#25 フレディ | 根暗草子
“葉っぱのフレディ”という絵本がある.小さい頃に情操教育とやらにやたらと熱心だった親が買い与えてくれた絵本だ.ただの「小さい頃に読んだ絵本」ということであれば特に記憶にも残らないのだけど,この絵本は強烈に記憶に残っている.それは何故かといえば,「小さい頃に読んだ絵本」のことを少しずつ忘れていくであろう小学校低学年の頃,“葉っぱのフレディ”を題材にした創作ダンスをやらされたからだ.今思えば運動会で何故に創作ダンスをやるのかはイマイチしっくりこないが,集団で一つのものを作り上げる経験が教育的効果を持って云々,というやつなのだろう.
この創作ダンスは非常に思い出深い.ただし,当然のことながらいい意味ではまったくない.“葉っぱのフレディ”のストーリーに沿って葉っぱの一生をダンスで描く……というような内容だったのだが,そのダンスは「上から見たら人の配置で葉っぱや木の形が現れるような」仕掛けになっていた.当然,低学年の頃だから先生が考えたんだと思う.
ただ問題がひとつあって,運動会は「上から見ない」ので,平面的に見ている保護者には非常に不評だったらしい.終わった後,親に「何やってるのかわからなかった」と言われる始末で,それが非常に記憶に残っているのだ.「葉っぱのフレディを買って読ませる」よりは「子どもに『何をしているのかわからない』などと言わない」ほうがよほど情操教育的には良いと思うが.
そんなわけで“葉っぱのフレディ”はしっかりと記憶に定着した.毎年秋になり散った落ち葉を,あるいは散りかけた葉を見ると「あ,フレディだ」と思う.晩秋なんて地面には大量のフレディが散らばっている.葉っぱの一生を描いたフレディに対して「散った」か「散りかけ」かの状態でのみ強く想起するのは,“葉っぱのフレディ”が「散ってもなおそれが新たな生命に繋がり生命は循環していく」というような強いメッセージ性故にだろう.
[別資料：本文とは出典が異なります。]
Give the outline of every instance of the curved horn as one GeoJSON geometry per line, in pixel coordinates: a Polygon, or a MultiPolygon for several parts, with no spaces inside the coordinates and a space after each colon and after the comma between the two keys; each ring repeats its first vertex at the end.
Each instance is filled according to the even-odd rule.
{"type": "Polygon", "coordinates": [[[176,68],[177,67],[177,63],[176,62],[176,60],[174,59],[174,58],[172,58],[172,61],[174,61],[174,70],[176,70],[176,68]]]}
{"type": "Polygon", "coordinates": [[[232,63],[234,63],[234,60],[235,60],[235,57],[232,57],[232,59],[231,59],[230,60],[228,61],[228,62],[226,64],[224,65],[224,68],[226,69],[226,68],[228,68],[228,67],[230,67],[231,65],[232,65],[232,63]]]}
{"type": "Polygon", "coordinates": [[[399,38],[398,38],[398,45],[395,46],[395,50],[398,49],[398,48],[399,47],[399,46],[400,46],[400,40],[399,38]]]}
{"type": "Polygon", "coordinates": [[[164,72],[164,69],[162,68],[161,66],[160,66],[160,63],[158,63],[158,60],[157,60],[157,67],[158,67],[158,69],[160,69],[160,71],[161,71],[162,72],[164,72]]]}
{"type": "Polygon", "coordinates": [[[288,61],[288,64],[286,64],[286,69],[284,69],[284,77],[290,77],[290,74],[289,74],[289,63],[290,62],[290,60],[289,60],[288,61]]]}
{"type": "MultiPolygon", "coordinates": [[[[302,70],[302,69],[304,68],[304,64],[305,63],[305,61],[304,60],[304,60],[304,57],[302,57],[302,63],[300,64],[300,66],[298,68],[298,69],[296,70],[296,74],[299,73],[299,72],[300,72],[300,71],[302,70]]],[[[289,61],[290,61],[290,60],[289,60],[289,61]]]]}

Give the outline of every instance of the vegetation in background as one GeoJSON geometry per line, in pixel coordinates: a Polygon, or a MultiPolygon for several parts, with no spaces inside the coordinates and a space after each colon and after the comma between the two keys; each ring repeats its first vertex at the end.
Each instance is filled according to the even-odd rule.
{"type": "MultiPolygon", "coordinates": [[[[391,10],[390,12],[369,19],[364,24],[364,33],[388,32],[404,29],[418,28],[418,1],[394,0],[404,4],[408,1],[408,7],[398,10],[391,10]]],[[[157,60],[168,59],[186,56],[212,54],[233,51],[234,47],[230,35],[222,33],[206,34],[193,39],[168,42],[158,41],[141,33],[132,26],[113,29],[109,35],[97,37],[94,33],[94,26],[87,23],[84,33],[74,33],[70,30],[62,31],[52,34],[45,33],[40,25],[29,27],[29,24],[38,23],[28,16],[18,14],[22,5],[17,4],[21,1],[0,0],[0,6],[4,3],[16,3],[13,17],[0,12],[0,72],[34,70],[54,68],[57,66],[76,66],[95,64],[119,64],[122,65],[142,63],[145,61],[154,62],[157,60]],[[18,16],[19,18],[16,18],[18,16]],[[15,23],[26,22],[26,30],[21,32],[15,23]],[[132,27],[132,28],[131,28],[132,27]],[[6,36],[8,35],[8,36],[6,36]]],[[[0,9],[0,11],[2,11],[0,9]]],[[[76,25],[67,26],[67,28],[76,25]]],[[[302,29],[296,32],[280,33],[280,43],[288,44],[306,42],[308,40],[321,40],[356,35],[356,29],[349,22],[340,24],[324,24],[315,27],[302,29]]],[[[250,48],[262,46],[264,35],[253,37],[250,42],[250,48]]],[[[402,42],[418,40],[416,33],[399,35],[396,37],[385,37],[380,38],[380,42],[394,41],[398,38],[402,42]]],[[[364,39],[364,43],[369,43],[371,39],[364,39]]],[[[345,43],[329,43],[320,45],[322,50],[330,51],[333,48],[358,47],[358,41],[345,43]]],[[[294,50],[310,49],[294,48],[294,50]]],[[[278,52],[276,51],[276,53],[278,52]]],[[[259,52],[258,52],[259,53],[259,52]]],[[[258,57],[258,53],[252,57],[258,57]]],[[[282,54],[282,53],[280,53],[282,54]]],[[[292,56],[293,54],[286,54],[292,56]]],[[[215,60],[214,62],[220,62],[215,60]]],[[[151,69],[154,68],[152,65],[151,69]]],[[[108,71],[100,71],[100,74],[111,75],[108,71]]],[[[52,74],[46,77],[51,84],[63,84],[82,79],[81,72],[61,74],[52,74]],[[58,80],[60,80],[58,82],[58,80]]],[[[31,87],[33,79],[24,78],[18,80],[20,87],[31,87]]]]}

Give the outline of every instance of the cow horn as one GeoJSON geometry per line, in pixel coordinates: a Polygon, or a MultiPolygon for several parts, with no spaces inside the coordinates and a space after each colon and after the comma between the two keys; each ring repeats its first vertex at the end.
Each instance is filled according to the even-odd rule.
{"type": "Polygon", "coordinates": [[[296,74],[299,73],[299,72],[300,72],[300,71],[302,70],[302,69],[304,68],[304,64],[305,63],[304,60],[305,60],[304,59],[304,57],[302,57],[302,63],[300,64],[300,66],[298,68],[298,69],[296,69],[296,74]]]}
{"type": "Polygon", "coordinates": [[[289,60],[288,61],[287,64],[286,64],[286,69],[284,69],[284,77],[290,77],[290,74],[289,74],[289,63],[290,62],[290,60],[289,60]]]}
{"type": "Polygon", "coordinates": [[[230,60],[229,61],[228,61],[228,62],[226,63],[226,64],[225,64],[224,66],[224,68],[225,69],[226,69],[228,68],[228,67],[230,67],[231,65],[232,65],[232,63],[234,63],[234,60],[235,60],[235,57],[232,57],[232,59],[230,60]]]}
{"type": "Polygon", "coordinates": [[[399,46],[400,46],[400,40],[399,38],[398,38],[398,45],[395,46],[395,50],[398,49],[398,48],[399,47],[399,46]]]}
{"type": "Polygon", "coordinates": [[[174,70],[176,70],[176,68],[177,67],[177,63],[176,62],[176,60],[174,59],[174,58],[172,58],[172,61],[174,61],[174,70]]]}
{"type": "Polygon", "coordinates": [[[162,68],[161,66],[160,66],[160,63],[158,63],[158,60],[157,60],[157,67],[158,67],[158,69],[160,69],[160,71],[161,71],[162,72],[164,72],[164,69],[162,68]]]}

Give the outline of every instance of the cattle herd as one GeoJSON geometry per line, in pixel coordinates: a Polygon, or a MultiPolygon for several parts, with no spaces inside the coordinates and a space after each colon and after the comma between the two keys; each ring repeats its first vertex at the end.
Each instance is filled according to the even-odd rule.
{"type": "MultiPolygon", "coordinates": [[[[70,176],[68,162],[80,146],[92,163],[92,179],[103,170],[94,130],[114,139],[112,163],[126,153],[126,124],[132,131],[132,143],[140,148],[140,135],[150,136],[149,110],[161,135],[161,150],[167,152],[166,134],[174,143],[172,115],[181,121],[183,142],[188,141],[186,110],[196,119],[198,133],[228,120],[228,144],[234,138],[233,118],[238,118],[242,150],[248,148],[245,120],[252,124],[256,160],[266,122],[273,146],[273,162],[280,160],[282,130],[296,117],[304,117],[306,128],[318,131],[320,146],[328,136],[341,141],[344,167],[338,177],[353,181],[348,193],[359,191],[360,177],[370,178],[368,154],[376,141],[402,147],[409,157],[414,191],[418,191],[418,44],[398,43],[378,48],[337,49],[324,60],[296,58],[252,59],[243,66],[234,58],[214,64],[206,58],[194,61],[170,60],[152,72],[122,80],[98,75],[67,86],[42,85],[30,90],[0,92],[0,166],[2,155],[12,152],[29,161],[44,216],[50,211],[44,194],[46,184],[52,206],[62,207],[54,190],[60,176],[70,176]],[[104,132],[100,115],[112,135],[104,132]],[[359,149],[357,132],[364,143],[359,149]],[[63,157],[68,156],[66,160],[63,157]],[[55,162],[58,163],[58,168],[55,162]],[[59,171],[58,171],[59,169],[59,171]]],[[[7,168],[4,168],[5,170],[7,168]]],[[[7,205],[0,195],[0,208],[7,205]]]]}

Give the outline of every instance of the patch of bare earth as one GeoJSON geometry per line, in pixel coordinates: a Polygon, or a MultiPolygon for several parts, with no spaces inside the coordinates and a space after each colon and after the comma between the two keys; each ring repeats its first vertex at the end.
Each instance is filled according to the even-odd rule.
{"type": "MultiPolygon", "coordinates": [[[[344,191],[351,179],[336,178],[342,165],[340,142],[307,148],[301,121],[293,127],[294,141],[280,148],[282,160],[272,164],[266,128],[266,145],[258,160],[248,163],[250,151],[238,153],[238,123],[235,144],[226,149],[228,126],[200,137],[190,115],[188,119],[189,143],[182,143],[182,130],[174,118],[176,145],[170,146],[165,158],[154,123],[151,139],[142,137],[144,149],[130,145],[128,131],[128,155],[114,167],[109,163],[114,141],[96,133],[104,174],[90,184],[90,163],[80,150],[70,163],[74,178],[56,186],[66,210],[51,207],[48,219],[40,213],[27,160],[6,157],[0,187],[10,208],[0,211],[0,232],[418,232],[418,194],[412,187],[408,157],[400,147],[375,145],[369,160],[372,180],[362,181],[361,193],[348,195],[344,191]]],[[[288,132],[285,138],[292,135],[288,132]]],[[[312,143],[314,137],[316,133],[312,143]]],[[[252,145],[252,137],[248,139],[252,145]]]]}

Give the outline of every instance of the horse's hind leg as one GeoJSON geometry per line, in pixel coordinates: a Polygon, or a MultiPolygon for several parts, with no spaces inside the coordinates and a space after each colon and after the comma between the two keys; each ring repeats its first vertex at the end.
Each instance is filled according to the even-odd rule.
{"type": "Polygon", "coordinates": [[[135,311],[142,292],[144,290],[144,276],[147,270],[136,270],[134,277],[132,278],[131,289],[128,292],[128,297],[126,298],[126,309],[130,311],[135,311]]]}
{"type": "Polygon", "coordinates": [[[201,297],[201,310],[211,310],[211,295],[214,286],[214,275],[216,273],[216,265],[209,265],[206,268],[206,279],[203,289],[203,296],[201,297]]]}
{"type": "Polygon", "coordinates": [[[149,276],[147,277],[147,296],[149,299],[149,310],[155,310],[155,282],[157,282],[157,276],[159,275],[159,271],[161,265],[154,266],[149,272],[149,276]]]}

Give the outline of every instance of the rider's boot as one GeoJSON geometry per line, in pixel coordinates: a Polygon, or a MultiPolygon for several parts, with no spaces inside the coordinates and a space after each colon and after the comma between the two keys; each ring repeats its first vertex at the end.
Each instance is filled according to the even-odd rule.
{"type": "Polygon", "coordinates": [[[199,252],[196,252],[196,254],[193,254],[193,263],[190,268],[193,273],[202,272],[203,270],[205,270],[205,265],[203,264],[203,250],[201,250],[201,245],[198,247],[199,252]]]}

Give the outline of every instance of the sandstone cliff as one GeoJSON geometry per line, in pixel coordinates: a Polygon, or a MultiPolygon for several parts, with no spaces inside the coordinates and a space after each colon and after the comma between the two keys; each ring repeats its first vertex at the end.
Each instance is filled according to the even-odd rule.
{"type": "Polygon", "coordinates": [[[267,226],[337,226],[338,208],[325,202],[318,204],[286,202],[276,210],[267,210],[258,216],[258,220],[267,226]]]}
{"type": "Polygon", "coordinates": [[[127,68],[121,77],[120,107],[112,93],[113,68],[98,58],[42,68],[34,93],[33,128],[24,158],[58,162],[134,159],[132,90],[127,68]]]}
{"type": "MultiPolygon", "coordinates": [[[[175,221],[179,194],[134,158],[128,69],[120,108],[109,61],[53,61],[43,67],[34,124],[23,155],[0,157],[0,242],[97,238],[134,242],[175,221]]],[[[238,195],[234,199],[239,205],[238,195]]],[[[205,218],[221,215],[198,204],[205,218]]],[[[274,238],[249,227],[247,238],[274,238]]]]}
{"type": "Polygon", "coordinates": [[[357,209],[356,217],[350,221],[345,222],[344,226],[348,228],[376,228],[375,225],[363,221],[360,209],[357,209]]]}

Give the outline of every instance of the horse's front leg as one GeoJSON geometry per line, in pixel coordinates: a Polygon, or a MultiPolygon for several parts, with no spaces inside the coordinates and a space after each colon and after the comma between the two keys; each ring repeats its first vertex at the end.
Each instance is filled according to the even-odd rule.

ただしやはり問題がひとつあって,「そんなものはクソ喰らえ」と思っているのだ.
散ったフレディは,それでも自分の死が新たな生命に繋がる大きな循環に組み込まれていることを受け入れて……みたいな話だったと記憶しているのだが,そんな都合よく諦めつくか?って話だ.直前までしぶとく枝にしがみついていたお前が.「生命の循環なんて知るか,俺は生き延びたいんだ!」と強く主張し続けて生に恋々としているほうがよほどフレディとしては納得感があるのだ.
「新たな生命」「循環」なる崇高な理念に殉ずるのは大いに結構だが,お前は普通に死んでいるのだが.
同じようなことを人狼系のゲームをやっているときに強く思う.「両方吊ったら片方は明らかに黒い」シーンで喜んで吊られにいく市民を見て非常に薄ら寒さを感じざるを得ないのだ.いいのか?それで.村の勝利というより大いなる善のために吊られにいくのが本当にお前の望みなのか?
「そういうゲームだ」と言われればそれまでではあるが,何となくそれを受け入れられない自分がいる.突き詰めると「村の勝利なんかより自分の命のほうが大切」という観念を拭い捨てることができないのだ.自分を疑っている村民を絞め殺して村を出たほうが幾分未来があるんじゃないか,と.少なくとも「絶対吊られる」よりは生き延びる可能性は高い.
情操教育とやらで葉っぱのフレディを読み,集団で葉っぱのフレディをテーマにした創作ダンスを作り上げた経験があってなお,「村の勝利なんかより自分の命のほうが大切」と言い切って憚らないアラサーがいる.「葉っぱのフレディ」が情操教育に何ら効果を持たないということの事例として,この思いを記しておくことにする.